Those Nasty Pathologists of Old

Talking to good friend and colleague, gastroenterologist Farrukh Jafri the other day, I got excited.

We were talking about a dear friend of mine, and patient of his, who just had a liver cyst drained. My excitement was because he added to my lexicon of the vile pathological food analogies. 

A slightly arcane excitement and arcane lexicon perhaps, but it always makes me wonder if pathologists of old were a bunch of gourmets, or did they just have a nasty sense of humor? 

Describing the skin lesions of neurofibromatosis as “Café au lait spots” perhaps isn’t too vile. 

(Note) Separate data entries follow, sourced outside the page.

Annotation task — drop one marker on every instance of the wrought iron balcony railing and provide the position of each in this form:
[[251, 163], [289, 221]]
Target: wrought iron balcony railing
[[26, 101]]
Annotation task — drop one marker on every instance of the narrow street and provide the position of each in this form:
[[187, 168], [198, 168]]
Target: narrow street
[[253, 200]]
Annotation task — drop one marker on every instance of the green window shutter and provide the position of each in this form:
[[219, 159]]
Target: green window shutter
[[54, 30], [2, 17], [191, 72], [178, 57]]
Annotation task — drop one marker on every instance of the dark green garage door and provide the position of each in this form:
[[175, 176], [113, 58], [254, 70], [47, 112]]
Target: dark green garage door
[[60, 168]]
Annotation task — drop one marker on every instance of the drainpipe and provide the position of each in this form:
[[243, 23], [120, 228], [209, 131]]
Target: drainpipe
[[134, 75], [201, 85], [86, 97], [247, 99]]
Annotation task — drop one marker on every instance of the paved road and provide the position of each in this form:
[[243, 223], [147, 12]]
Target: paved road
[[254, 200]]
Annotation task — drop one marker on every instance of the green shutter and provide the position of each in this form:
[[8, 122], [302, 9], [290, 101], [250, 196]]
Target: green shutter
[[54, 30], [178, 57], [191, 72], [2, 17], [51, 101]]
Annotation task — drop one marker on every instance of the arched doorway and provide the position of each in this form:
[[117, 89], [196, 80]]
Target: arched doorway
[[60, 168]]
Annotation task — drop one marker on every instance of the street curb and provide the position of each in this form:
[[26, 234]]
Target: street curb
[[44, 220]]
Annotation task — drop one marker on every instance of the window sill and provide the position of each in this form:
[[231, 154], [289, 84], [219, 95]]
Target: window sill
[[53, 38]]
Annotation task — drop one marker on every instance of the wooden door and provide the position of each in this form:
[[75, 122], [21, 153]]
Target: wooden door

Likening the effects of congestion of the hepatic veins as “nutmeg liver,” the morphology of lymphoma as “donut cells,” the changes of amyloid as “sago spleen” and the appearance of ovarian cysts containing old blood as “chocolate cysts” is a little off putting.

But anyone who has enjoyed roast lamb with redcurrant jelly is likely to be seriously disturbed by calling the bloody stools of intussusception, “redcurrant jelly stools.” 

We were discussing the causes of the nasty brown drainage this lady’s cyst produced, Farrukh casually threw in the possibility of this being an amebic cyst of the liver.

“That’s what you find in a cyst caused by an infestation of ameba from contaminated food or water you know” he told me. “Anchovy paste and all that.”